# Interest in group buy for diesel tuning?



## Barry Allen (Apr 18, 2018)

I've emailed Fleece Performance and they tell me "all the hard work is done" for being close to a DPF delete straightpipe and an ECU tune for generation 2 diesel cars. They are apparently waiting on a way to lock down the tune in the ECU, whatever that means.

I've noticed their ECU tuners run about $1,000 but can be used with multiple VIN licenses to tune multiple cars. Would anyone here be interested in a group buy for this ECU tune when it is released? I was thinking something along the line of me purchasing the initial tuning box and then group members here can just pay a nominal fee ($50-100) and I'll FedEx the tuner to people for use on their cars. That would greatly cut down on the cost of individuals buying their own tuning box.


----------



## Rivergoer (Mar 30, 2017)

Most likely Fleece is not going to start selling their Gen 2 tune till they figure out the ‘lock’ issue. 

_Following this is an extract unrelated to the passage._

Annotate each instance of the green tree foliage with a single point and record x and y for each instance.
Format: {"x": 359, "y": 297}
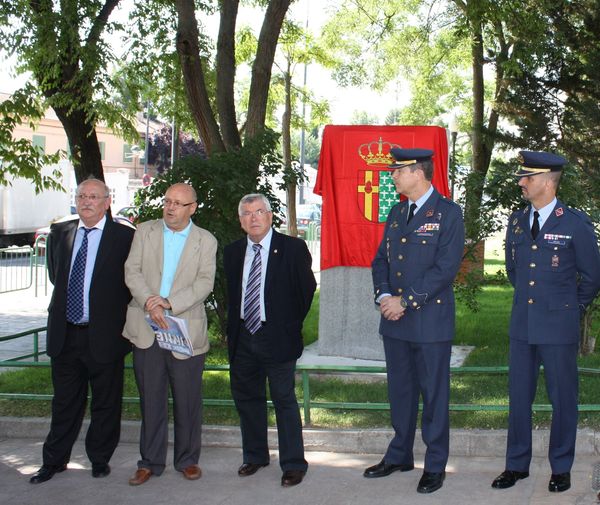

This is how they license (or lock) their product to individual VINs thus requiring each customer to pay the full price.

Otherwise no profit motive in it for them.


----------



## Barry Allen (Apr 18, 2018)

Rivergoer said:


> This is how they license (or lock) their product to individual VINs thus requiring each customer to pay the full price.


Yes, the prior version was a VIN license but still needed an expensive tuning box to upload it to the ECU. What I'm talking about is the tuning box as a shared cost and everyone would be responsible for buying their own VIN license.


----------



## HondaTech2016 (Apr 20, 2017)

I've been following them for awhile regarding deleting DPF and EGR. 

I'm going to do something, just waiting for it happen.


----------